The Singapore Centre for 3D Printing (SC3DP) at Nanyang Technological University (NTU) joins a pack of researchers worldwide chasing this holy grail in transplantation technology. The centre’s animal tests found that 3D-printed cells from the centre were able to regenerate into new bones, paving the way for use in humans in the future.

The centre uses 3D printing technology to create living cells for tissue engineering, which is targeted to be an alternative to organ transplants, said NTU in a video about its research.

Every year, thousands of people on wait lists for organs die due to a shortage of suitable organs, it added. “Bio-printing can solve these problems by creating tissue on demand.”

Bio-printing involves scanning a patient’s body to create a digital model of the tissue that will be replicated. 

SC3DP director Paulo Bartolo said: “Computers let us render all the complexities found in human tissue, like the channels for oxygen and hair follicles.” 

Cells taken from a patient’s tissue are mixed with a special biodegradable gel-like substance for 3D printing, called Bio-inks, and then printed layer by layer to form an organ’s structure. 

Human cells can also be seeded on a biodegradable material, which acts as a scaffold for the human cells to grow around and fades over time to allow the patient’s regenerated cells to take its form, said Dr Bartolo. 

His team has demonstrated the method’s ability to induce bone formation around 3D-printed scaffolds in mice, suggesting promising potential for human application. But this is still some ways off, he added.

Bio-printing also opens the doors to drug delivery testing as it allows researchers to observe how a patient’s tissue might react to substances without putting any human at risk, said Dr Bartolo. 

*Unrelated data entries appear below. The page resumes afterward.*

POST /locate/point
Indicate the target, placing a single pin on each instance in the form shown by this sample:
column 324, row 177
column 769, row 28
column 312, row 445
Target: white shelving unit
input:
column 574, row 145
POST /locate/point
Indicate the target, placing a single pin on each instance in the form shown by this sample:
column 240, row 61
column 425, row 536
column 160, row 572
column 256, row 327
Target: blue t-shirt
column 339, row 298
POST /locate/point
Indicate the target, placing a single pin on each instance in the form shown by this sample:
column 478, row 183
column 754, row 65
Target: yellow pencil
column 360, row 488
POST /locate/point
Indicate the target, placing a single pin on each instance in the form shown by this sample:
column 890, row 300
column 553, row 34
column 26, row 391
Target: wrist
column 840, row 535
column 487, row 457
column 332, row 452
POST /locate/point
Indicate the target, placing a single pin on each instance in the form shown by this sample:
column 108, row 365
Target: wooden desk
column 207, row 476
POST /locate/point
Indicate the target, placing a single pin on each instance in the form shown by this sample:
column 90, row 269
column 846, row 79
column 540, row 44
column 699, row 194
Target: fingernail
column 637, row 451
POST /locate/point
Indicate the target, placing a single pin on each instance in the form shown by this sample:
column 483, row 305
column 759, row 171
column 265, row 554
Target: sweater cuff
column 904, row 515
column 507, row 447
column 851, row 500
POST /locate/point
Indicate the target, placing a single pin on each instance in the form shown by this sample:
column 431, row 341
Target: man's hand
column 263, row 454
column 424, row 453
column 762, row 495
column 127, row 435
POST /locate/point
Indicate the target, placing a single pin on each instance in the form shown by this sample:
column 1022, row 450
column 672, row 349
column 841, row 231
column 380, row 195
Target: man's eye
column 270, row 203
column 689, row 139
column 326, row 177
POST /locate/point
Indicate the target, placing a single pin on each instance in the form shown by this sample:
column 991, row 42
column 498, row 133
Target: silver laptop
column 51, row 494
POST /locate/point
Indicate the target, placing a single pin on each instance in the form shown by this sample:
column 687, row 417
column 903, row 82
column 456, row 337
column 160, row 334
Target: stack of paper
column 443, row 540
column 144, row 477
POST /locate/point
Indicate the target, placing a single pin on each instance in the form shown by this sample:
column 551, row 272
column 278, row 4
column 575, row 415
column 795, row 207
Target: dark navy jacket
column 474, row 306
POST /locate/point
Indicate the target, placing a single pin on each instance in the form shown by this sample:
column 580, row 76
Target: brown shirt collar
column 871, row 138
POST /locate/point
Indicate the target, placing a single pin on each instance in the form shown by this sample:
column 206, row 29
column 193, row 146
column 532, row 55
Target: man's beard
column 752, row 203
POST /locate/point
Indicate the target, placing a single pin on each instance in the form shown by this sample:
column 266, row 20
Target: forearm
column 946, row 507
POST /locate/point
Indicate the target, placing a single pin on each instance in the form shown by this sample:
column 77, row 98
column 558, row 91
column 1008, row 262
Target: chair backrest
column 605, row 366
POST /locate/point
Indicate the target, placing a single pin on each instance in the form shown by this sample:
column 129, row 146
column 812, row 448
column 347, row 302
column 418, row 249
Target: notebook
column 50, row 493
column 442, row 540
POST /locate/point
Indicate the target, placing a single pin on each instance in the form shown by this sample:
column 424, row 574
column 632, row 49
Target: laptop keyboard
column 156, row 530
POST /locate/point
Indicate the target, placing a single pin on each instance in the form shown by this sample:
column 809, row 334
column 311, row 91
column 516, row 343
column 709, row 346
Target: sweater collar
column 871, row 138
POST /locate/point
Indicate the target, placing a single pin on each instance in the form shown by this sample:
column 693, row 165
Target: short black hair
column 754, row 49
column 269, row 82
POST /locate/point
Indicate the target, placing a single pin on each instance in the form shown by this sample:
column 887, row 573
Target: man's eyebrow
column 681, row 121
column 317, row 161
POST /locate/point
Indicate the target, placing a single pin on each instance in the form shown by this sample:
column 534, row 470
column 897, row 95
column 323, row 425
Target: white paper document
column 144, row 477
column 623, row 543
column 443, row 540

NTU is among a handful of institutions around the world, including Harvard University, that are finding ways to artificially create human tissue.

Established in 2014, NTU’s 3D printing research centre conducts studies in additive manufacturing for fields like construction, food sciences and, in 2022, bio-printing.

It launched an official partnership with Singapore General Hospital (SGH) on Dec 4 to advance the use of point-of-care 3D printing in healthcare. It will add to SGH’s 3D printing capabilities, which include printing orthopaedic implants for bones and muscles and surgical tools, to eventually offer patients personalised bio-printed tissues and more complex implants. The hospital launched its 3D printing facility in 2022.

Bio-printing opens the doors to drug delivery testing as it allows researchers to observe how a patient’s tissue might react to substances without putting any human at risk. ST PHOTO: NG SOR LUAN

Among the 3D printed materials that will be trialled in the partnership are porous metal implants that are more flexible than traditional metal implants and reduce the chances of bone degradation.

Dr Bartolo said: “Traditional metal implants are stronger than bone. Human bones need to be stimulated, otherwise they become weakened and this can lead to bone loss.”

SGH Future Health System department clinical director Goh Su-Yen said the partnership with NTU will help to speed up 3D printing operations and make the process more robust.

She added: “Bio-printing is like a sci-fi story come to life. We would have the ability to print organs, which can help to replace the need for transplants.”